Hathawekela (also spelled Oawikila, Thaawikila, Thawegila, Shawnee: θawikila, French: Chalaqua) was one of the five divisions (or bands) of the Shawnee, a Native American people during the 18th century. The other four divisions were the Chalahgawtha, Mekoche, Kispoko, and Pekowi. (All five division names have been spelled in a great variety of ways.) Together these divisions formed the loose confederacy that was the Shawnee tribe.

Traditionally, Shawnee political leadership came from the Hathawekela patrilineal division.

According to J.D. Lewis, "Tradition and the known linguistic connections of the Shawnee indicate that they had migrated to the Cumberland River Valley from the north not long previous to the historic period ... Shortly after 1674, the Hathawekela or that part of the Shawnee afterward so called, settled upon Savannah River, and in 1681 they proved of great assistance to the new colony of South Carolina by driving a tribe known as Westo, probably part of the Yuchi, from the middle Savannah."

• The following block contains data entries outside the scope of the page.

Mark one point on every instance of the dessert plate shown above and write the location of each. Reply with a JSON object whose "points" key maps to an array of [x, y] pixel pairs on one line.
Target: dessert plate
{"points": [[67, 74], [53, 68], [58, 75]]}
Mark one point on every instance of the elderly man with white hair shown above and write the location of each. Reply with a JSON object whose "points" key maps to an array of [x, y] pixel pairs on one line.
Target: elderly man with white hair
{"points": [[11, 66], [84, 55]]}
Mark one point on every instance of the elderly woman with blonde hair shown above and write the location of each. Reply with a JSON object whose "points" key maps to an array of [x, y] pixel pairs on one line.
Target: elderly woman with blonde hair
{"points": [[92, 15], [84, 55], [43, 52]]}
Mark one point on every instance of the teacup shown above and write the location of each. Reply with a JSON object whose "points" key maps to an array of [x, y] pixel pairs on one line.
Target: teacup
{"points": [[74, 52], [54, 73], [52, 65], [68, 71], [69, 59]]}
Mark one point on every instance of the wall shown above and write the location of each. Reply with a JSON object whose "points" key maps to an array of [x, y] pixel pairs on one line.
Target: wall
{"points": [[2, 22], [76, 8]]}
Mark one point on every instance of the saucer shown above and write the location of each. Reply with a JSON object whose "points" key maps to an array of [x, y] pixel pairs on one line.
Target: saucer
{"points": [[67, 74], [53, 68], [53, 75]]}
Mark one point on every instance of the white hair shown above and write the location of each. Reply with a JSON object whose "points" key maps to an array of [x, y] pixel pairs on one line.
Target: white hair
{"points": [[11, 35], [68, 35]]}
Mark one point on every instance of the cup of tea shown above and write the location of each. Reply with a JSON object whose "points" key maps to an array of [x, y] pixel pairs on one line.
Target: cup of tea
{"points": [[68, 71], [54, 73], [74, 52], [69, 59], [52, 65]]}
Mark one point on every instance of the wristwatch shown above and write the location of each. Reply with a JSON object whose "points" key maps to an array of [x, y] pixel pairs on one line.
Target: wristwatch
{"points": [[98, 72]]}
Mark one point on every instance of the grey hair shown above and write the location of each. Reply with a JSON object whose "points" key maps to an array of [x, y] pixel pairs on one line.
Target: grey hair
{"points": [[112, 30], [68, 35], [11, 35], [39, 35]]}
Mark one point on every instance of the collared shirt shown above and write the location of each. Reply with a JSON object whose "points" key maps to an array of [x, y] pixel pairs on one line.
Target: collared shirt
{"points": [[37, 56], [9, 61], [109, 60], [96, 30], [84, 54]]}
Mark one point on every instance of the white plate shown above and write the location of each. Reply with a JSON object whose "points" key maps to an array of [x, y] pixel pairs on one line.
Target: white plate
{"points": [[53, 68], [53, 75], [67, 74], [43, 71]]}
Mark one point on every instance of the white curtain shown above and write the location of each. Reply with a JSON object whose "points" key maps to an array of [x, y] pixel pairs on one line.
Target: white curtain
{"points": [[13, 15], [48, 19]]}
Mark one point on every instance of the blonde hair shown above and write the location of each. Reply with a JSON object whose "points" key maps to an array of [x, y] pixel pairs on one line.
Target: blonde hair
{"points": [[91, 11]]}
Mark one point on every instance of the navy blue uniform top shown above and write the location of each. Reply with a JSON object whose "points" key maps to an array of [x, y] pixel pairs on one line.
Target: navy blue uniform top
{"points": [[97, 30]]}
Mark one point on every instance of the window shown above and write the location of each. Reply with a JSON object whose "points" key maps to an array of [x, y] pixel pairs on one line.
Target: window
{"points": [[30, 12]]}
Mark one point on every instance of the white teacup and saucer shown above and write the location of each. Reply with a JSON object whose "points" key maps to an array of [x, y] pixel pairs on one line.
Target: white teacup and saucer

They emigrated from the South "about 1697, together with other Shawnee bands, and settled with them, partly on Susquehanna and partly on Allegheny River, Pa., where they are mentioned in 1731. Sewickley, Pa., probably takes its name from them ... The Hathawekela claim to be the "elder brothers" among the Shawnee, as being the first created of the tribe. The band formerly under Black Bob, are a portion of this division."